The dilemma we face is caused by our culture, institutions and economic structures forming a complex, interlocking system that shapes our beliefs and constrains our behaviours. Social norms, physical infrastructure, pricing and subsidies, all drive us to act as if “nature” is something separate, of little consequence. They also reinforce the false assumptions that everyone is selfish and heartless.
Since the dawn of humanity, new social and economic systems have evolved and displaced the old. Hunter gatherer societies were replaced by agriculture and the rise of the civilisations that concentrated power and resources. Then came colonialism and the industrial revolution based on the extraction of wealth from afar and harnessing fossil fuels to power the production of evermore material goods while increasingly devastating the living world.

We can’t go on like this. The current system is failing to deliver its own promises of prosperity for all, even as it devastates nature and our planet. We need to imagine and bring into existence a new system where people and the rest of the living world can flourish together. A society and an economy where cultural norms, institutions and infrastructure, all reflect the reality that we are part of nature, that we are naturally kind and caring, and that we live in a world of abundance and potential.
Our current, failing, socio-economic system is inextricably intertwined. Public policy fuels “essential” economic growth, advertising and cultural role models drive the hyper-consumption of wasteful, short-life products transported around the world. Higher education, especially of policy makers and business leaders, rests on assumptions that are no longer tenable. Housing is often far from services and jobs with little or no public transport, making one or more cars essential. And so it goes on…

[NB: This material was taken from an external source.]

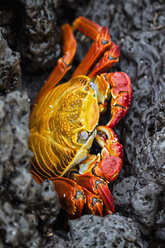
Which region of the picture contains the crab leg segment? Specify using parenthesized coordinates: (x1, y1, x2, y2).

Despite its failings, the current system is so locked together, so mutually reinforcing, that it resists fundamental change. It will not and cannot evolve through incremental change into the new system we and the world needs. There are just two options: either the current, failed system collapses causing extraordinary human suffering and environmental devastation, or we find ways to transition, more or less smoothly, to the new system we need.

It might seem that there’s a third option: reforming and extending the current system. It’s appealing. Especially to those who benefit from business as usual, the most powerful of whom are likely to go to great lengths to persuade us to support them. But given the extent to which the current system is divorced from reality – not least its belief in infinite growth on a finite planet – this is merely postponing inevitable collapse. Business as usual with electric cars and smart tech is simply business as usual.

But we are a species that abounds with visionaries, innovators, communicators and do-ers. Collectively we know enough about the living world and human behaviour to move rapidly in the right direction, to work on the transition. This model allows us to step back, see the wood for trees, and perhaps most importantly to ask ourselves the question: is what I’m doing, is this technology, is this strategy, merely extending the failed system? Or is it truly part of a transition to a system to reflects the reality that we are part of the living world, a system that shares the abundance fairly, a system that celebrates and reinforces the best in human nature?
LEARN MORE ABOUT THE THREE HORIZONS OF CHANGE:
The Three Horizons model was developed by Bill Sharpe and colleagues at the International Futures Forum and is described in his book Three Horizons: The Patterning of Hope. The model can be used in various ways.
As well as using the model conceptually, it can also be used as a tool to analyse a specific system and to explore practical approaches to bringing about change. For example, a country’s education system or health system, or a regional food system or a specific supply chain.
Using the model in a workshop to tackle systems like this is a great way for stakeholders from each horizon to develop a shared understanding of the issues and to explore how they could work together more effectively towards shared goals.